Obion County ranks 54th out of the 95 Tennessee counties on how healthy its residents are and how long they live, according to the 2012 County Health Rankings released this week.
Nearby Weakley County is one of the healthiest in the state ranking at No. 8. Other surrounding counties include Gibson County coming in at No. 67, Dyer at No. 75 and Lake County at No. 82.
The healthiest top five counties in the state are Williamson, Sumner, Rutherford, Blount and Moore, while the worst five counties are Grundy, Benton, Campbell, Clay and Carroll.
The rankings are an annual check-up that highlights the healthiest and least healthy counties in every state, as well as those factors that influence health, outside of the doctor’s office. The rankings highlight the importance of critical factors such as education rates, income levels and access to healthy foods, as well as access to medical care, in influencing how long and how well people live. Now in its third year, the rankings are increasingly being used by community leaders to help identify challenges and take action in a variety of ways to improve residents’ health.

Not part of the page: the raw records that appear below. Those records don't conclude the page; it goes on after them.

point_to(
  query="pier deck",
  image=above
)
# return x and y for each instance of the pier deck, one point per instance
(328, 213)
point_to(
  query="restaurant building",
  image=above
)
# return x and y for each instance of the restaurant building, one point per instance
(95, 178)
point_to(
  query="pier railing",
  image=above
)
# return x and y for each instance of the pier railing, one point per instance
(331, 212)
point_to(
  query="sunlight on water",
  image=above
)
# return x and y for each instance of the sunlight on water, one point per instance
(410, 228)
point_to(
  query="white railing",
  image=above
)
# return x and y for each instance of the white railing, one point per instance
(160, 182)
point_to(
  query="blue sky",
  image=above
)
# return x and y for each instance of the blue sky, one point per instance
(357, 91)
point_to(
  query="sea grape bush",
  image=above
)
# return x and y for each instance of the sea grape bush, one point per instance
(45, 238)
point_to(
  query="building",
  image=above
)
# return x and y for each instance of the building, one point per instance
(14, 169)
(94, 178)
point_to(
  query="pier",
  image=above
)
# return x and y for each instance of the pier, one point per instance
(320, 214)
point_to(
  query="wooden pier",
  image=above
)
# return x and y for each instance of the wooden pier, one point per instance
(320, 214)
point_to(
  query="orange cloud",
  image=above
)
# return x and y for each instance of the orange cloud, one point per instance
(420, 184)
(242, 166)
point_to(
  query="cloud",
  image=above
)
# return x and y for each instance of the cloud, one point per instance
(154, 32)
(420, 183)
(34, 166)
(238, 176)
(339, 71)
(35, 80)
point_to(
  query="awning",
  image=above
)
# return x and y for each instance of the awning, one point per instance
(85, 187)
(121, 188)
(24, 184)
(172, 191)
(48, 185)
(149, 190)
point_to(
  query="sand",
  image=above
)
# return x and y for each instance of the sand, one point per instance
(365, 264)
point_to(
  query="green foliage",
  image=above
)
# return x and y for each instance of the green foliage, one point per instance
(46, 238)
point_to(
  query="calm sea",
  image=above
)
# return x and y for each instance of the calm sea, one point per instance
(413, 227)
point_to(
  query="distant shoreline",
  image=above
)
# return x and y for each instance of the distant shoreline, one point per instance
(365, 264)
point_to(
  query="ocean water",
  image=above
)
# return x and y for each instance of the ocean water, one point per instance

Published online at www.countyhealthrankings.org by the University of Wisconsin Population Health Institute and the Robert Wood Johnson Foundation (RWJF), the rankings assess the overall health of nearly every county in all 50 states, using a standard way to measure how healthy people are and how long they live. The rankings consider factors that affect people’s health in four categories: health behavior, clinical care, social and economic factors and physical environment. This year’s rankings include several new measures, such as how many fast food restaurants are in a county and levels of physical inactivity among residents. Graphs illustrating premature death trends over 10 years are new as well.
“The County Health Rankings show us that much of what influences our health happens outside of the doctor’s office. In fact, where we live, learn, work and play has a big role in determining how healthy we are and how long we live,” said Risa Lavizzo-Mourey, M.D., M.B.A., president and CEO of RWJF. “The good news is that businesses, health care providers, government, consumers and community leaders are already joining forces in communities across the nation to change some of the gaps that the rankings highlight.”
The rankings show that, within states and across the nation, there are big differences in health and the factors that influence health.
Within each state, even the healthiest counties have areas where they can improve. Healthier counties (those where people live longer and have a better quality of life) have lower rates of smoking, physical inactivity, teen births, preventable hospital stays, unemployment, children in poverty and violent crime and higher levels of education, social support and access to primary care physicians. But healthier counties are no more likely than unhealthy counties to have lower rates of excessive drinking or better access to healthy food options.
Across the nation, some factors that influence health, such as smoking, availability of primary care physicians, and social support, show highs and lows across all regions. Meanwhile other factors reflect some distinct regional patterns, such as:
• Excessive drinking rates are highest in the northern states.
• Rates of teen births, sexually transmitted infections and children in poverty are highest across the southern states.
• Unemployment rates are lowest in the northeastern, Midwest and central plains states.
• Motor vehicle crash deaths are lowest in the northeastern and upper Midwest states.
The rankings are based on the latest publicly-available data for each county and are unique local tools that every county can use to measure where its residents stand on multiple factors that influence health compared to other counties in their state. Residents also can see how their county measures up on indicators like diabetes screening by comparing their county’s rank against a national benchmark reflecting the top performing counties in the United States. This year, the rankings are easier to use than ever, with a new interactive mapping feature available at www.countyhealthrankings.org.